Performance with binary-heavy repositories
Matt Mackall
mpm at selenic.com
Thu Aug 2 13:09:49 CDT 2007
On Thu, Aug 02, 2007 at 10:07:54AM -0700, Jens Alfke wrote:
>
> On Aug 2, 2007, at 9:39 AM, Matt Mackall wrote:
>
> >Mercurial's bdiff algorithm treats all files as strings of bytes and
> >breaks them on newline characters. For low-entropy "pure binary" files
> >like JPEGs, those should occur roughly every 256 characters so the
> >average "line length" for a binary file is a bit longer than for text,
> >but not outrageously so.
>
> Really? I thought, from reading the [excellent] paper on the innards
> of Mercurial, that it used a binary-delta algorithm (the old first
> version of xdelta, IIRC) for binary files.

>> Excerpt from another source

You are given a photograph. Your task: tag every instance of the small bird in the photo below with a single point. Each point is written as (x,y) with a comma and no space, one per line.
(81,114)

Well it _is_ binary in the sense that it's completely 8-bit clean and
stores non-human-readable chunk output.
> I would imagine that a line-oriented text diff algorithm would
> achieve pretty poor compression on a binary file, much less than one
> designed for binary data.
Nope. Binary diff algorithms have worse compression! Binary algorithms
basically all trade aggressiveness of match search (O(n^2)) for bounded linear
runtime performance (O(n)) on large files.
--
Mathematics is the supreme nostalgia of our time.